Smart patch could make insulin delivery less painful for people with diabetes

Jack Woodfield
Mon, 16 Jul 2018
Smart patch could make insulin delivery less painful for people with diabetes
A glucose monitoring patch is being developed which would deliver insulin through microneedles.

Dubbed the 'smart patch', scientists say the device could "revolutionise" diabetes treatments and make insulin delivery less invasive.

The patch would monitor blood sugar levels and use a collection of 0.7mm, silicon-based, hollow needles to administer insulin. The needles penetrate the top layer of skin containing no nerve cells or blood vessels, resulting in a pain-free injection.

The monitoring system would be linked to a smartphone and inform the user when insulin needs to be delivered.

Scientists at Swansea University are currently focusing on the development of microneedles, which they aim to manufacture within two years.

Professor Owen Guy, the head of chemistry at Swansea University, said: "There are very few hollow microneedles being developed and certainly very few on the market. I think that's because it is particularly challenging to develop a hollow micro needle with a sharp tip.

"The sharpness of the tip determines how easy it is to penetrate the skin and the efficacy of the injection and therefore the efficacy of the delivery of the drug into the skin."

Prof Guy said his team was close to producing prototype needles, which would cost less than £1 when mass produced.

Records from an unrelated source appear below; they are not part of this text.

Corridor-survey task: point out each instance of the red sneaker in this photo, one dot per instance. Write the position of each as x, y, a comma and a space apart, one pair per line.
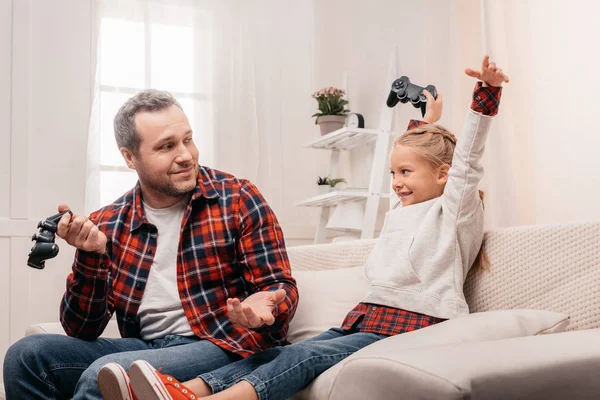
150, 384
114, 383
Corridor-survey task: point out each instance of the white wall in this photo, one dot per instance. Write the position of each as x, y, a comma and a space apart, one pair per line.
45, 91
358, 37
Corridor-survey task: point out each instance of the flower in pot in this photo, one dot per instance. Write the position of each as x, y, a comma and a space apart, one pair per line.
323, 183
332, 109
335, 181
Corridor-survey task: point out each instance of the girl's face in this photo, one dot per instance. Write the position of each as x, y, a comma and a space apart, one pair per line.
415, 179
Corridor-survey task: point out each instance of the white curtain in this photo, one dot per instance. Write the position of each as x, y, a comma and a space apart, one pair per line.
258, 58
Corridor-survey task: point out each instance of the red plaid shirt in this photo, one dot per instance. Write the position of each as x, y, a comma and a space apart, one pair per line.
231, 245
393, 321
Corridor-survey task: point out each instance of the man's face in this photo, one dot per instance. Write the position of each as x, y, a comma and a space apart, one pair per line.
167, 159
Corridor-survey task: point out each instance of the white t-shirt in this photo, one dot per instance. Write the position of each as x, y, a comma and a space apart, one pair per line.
161, 312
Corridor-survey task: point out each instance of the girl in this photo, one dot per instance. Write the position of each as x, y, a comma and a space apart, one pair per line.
417, 267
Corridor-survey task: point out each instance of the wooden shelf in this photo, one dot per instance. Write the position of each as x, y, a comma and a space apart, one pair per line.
332, 198
346, 138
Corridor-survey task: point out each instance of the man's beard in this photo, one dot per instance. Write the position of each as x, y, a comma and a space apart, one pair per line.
166, 186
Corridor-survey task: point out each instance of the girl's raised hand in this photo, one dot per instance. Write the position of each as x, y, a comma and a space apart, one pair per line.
490, 73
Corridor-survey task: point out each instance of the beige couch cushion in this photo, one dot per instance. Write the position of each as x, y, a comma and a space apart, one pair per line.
326, 296
491, 325
563, 366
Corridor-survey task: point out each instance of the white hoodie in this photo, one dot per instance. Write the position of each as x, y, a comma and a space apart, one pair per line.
425, 250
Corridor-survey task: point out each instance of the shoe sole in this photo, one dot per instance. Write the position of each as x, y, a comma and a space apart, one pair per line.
112, 382
146, 383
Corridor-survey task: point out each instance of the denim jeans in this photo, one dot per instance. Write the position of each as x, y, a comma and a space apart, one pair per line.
60, 367
280, 372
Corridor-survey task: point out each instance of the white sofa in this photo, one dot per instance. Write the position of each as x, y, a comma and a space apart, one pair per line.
486, 355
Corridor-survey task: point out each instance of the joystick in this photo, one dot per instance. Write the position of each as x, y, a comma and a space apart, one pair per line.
404, 91
44, 247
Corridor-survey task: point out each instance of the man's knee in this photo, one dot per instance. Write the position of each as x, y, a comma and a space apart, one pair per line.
28, 351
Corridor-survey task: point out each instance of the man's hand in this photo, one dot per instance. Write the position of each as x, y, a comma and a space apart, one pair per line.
80, 232
489, 74
256, 310
434, 107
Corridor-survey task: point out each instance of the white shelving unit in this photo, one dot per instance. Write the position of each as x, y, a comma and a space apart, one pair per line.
346, 139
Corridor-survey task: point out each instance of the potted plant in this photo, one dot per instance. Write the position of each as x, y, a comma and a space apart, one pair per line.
332, 109
326, 184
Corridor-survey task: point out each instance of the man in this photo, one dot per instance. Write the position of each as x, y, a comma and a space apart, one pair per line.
165, 258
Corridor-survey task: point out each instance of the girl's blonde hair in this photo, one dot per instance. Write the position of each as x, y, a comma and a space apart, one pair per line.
436, 144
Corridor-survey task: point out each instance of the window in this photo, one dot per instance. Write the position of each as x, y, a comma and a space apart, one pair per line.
161, 47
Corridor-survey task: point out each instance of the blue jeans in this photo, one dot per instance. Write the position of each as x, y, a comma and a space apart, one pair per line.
280, 372
60, 367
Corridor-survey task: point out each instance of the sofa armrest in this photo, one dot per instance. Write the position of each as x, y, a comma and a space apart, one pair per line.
557, 366
111, 330
330, 256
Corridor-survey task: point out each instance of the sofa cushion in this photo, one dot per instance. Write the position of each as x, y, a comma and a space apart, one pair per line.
562, 366
491, 325
326, 296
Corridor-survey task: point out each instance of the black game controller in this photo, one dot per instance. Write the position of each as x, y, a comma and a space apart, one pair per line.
44, 247
404, 91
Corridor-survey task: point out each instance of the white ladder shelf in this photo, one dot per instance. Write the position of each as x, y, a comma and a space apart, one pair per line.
348, 138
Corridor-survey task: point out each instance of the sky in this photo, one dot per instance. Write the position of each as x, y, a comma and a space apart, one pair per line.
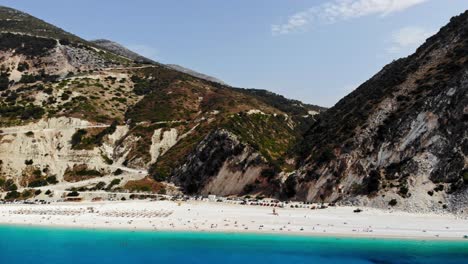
316, 51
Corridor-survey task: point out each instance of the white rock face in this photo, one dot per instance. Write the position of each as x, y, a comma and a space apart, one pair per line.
47, 143
162, 142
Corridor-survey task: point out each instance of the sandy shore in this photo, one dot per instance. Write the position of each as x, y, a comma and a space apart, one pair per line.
222, 217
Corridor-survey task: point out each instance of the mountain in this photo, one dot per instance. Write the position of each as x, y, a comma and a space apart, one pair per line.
401, 138
195, 74
118, 49
87, 115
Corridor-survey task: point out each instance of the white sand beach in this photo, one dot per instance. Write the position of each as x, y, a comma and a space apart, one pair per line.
224, 217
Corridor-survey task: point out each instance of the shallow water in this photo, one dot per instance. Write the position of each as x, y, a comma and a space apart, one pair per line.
56, 245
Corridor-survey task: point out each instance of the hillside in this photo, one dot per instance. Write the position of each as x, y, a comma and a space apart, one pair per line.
195, 74
118, 49
76, 115
400, 139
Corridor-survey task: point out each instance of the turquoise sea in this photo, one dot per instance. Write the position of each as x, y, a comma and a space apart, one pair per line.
56, 245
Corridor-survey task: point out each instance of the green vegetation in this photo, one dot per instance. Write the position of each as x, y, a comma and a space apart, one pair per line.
270, 135
4, 80
22, 112
23, 66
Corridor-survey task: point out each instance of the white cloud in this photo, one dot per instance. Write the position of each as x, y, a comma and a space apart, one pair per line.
408, 39
144, 50
338, 10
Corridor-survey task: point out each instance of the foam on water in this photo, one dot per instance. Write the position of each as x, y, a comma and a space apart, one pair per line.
55, 245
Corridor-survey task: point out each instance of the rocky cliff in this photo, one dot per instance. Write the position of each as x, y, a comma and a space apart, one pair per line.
80, 114
400, 139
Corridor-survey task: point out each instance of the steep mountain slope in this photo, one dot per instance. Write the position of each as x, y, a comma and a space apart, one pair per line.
195, 74
401, 138
118, 49
76, 115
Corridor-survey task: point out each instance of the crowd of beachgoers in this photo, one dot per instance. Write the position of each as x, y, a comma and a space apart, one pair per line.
236, 215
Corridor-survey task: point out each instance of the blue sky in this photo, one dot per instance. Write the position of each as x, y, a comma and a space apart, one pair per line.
314, 51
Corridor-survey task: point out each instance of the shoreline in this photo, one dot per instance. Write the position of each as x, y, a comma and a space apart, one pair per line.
240, 232
208, 217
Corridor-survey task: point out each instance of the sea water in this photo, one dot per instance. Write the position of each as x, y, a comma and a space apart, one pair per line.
34, 245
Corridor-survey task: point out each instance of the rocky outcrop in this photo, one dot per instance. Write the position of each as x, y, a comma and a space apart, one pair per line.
401, 138
220, 165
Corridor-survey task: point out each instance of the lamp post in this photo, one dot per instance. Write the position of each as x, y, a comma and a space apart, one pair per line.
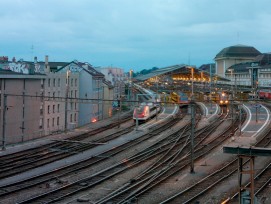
192, 122
66, 98
130, 85
231, 98
211, 86
4, 123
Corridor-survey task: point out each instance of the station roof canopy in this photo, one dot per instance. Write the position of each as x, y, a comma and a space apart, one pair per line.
176, 69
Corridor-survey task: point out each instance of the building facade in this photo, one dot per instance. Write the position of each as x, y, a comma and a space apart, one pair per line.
91, 91
232, 55
21, 113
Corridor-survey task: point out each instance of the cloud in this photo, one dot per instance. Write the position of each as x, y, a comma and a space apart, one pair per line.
132, 33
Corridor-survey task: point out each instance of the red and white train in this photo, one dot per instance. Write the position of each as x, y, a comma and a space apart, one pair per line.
264, 94
145, 112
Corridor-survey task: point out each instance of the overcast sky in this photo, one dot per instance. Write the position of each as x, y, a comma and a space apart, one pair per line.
132, 34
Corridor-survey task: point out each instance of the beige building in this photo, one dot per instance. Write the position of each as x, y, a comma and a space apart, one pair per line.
60, 110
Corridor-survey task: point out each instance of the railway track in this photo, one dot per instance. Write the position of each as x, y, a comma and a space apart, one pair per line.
56, 196
19, 162
12, 189
201, 188
156, 176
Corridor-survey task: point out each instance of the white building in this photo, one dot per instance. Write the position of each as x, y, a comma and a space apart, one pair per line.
234, 55
91, 91
117, 78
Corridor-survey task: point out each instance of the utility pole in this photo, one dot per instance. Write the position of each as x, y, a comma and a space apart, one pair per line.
192, 133
66, 99
211, 86
4, 123
192, 124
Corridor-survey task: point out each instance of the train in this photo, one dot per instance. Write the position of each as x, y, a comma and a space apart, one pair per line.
179, 98
264, 94
222, 98
145, 112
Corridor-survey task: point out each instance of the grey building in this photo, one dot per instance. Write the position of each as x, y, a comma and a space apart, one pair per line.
21, 113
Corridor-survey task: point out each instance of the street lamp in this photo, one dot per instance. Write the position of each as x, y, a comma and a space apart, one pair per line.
66, 98
231, 98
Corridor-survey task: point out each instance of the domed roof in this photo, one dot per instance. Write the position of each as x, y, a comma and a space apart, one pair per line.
238, 51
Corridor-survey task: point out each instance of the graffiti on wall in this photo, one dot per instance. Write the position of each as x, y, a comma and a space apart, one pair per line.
23, 68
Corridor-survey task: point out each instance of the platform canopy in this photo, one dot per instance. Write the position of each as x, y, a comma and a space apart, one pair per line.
179, 70
248, 151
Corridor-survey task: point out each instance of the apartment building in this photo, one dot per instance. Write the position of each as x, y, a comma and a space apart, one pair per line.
117, 78
21, 113
91, 91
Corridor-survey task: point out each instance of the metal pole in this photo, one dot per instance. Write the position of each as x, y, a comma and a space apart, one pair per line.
211, 86
156, 98
66, 100
4, 123
192, 70
192, 134
256, 114
240, 118
136, 114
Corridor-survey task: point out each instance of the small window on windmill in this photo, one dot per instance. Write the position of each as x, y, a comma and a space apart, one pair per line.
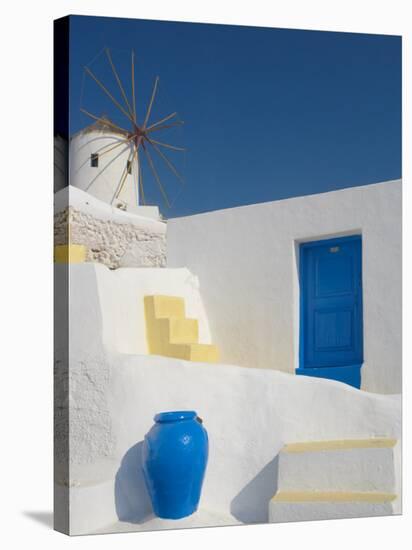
94, 160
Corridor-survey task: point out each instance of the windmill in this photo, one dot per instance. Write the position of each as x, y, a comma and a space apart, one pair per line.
121, 147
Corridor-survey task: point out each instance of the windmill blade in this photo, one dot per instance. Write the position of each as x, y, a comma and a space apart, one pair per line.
164, 126
122, 180
104, 120
133, 94
106, 91
167, 161
151, 102
140, 177
149, 158
116, 145
162, 120
105, 168
167, 145
109, 57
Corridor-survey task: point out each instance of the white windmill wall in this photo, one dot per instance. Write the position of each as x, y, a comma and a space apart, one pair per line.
102, 181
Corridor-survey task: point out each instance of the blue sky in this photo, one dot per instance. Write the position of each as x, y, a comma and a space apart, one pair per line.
269, 113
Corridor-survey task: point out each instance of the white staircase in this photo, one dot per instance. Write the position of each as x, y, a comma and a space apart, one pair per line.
335, 479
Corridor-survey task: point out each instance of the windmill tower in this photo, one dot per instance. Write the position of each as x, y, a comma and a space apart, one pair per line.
106, 158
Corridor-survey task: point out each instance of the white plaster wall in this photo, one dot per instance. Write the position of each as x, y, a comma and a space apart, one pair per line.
102, 181
121, 294
249, 413
246, 260
60, 162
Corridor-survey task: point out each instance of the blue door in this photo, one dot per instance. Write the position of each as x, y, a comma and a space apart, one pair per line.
331, 328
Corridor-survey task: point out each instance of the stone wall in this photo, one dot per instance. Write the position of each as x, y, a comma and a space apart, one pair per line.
111, 243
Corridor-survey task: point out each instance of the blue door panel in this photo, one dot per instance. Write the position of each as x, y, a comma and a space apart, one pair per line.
331, 304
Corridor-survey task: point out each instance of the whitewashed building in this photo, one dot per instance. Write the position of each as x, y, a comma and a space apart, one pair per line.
101, 162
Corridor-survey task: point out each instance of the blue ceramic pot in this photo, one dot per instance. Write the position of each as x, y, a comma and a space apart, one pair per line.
175, 452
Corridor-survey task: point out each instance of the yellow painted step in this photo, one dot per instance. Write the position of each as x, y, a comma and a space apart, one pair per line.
179, 331
338, 444
159, 306
327, 496
70, 254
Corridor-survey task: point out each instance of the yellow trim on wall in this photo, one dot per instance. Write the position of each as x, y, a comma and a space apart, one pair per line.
70, 254
335, 445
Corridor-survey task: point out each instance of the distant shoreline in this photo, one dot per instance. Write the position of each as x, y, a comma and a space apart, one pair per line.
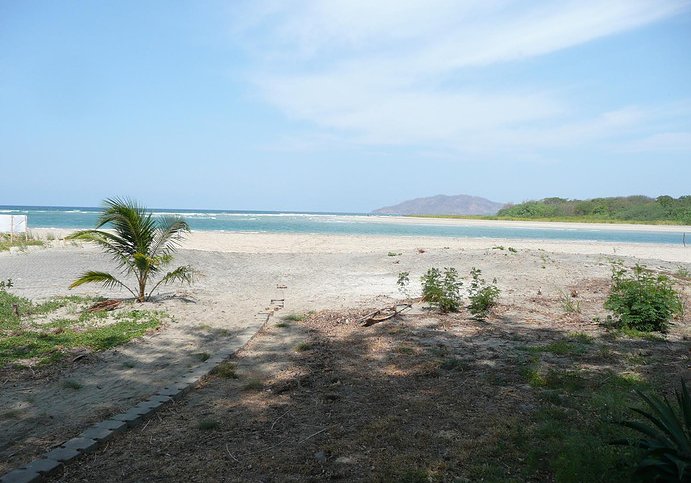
575, 220
473, 220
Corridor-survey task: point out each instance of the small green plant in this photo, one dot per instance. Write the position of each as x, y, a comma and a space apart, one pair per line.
569, 304
482, 296
295, 317
72, 384
682, 272
19, 240
442, 291
641, 300
303, 346
403, 283
667, 442
226, 370
202, 356
207, 424
253, 384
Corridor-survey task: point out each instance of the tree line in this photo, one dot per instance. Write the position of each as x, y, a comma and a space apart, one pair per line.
663, 209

"These have already been tested and shown to be very effective. But there's still a lot to do before we go into clinical trials and then develop a product such as an insulin delivery system.

"Injecting the right volume of dose is really important and controlling a dose through a combined delivery system and diagnostic system - that's the future. It would be a wearable patch system, probably replaced on a daily basis."

The microneedles have the opportunity to be adopted across healthcare and could be used to inject vaccines, according to the developers.

Prof Guy and his team are working with SPTS Technologies, based in Newport, on the development of the microneedles.